Every one of us has made a fool of ourselves. It does not matter when, how and where; we have all at some time acted hastily and arrogantly. For some of us, sometimes, alcohol has also been involved.
This is the story of just such an occasion. It is also the story of what it may be like to work as an archivist and writer of popular history articles: sometimes you find archival traces of an event that scream out to be the subject of an article, but at the same time it does not provide the material for more than one or two pages of text. That is why I have resisted writing this article for a long time, for fear that it would be pitifully short. Now, however, I have written it, and it is up to the reader to judge whether I too have made a fool of myself.

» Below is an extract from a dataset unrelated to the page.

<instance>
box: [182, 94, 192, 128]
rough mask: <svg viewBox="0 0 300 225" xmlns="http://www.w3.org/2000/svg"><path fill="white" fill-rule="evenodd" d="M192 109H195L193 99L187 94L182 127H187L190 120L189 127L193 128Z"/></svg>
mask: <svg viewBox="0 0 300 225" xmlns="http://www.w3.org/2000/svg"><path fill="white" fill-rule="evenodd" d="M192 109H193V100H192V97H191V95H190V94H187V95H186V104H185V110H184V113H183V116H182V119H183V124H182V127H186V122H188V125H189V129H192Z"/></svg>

On the afternoon of Thursday 18 September 1884, Malmö’s inhabitants witnessed a sensational event; a carriage filled with a large number of people driving around the city streets. Normally, perhaps, a carriage full of passengers would not have attracted a great deal of attention in what was still a horse-driven time, but the fact that the carriage – in addition to the exceptionally noisy and hollering people – also contained a coffin full of spirit bottles certainly made one or two people raise their eyebrows.
One of the people in the carriage was the 20-year-old Lund student, Carl Lindell. He was born in Torrlösa, a small village in what is now Svalöv Municipality in Skåne, on 13 May 1863. His parents were tenant farmer Bengt Månsson Lindell and Cecilia Månsdotter. He was enrolled at Lund University in 1881 and was a member of the Skånska student nation’s second division. This division, called the Lund district division, had a membership comprised of students who had graduated from upper secondary school in Lund but who did not originate from the city itself. This article is about Carl Lindell.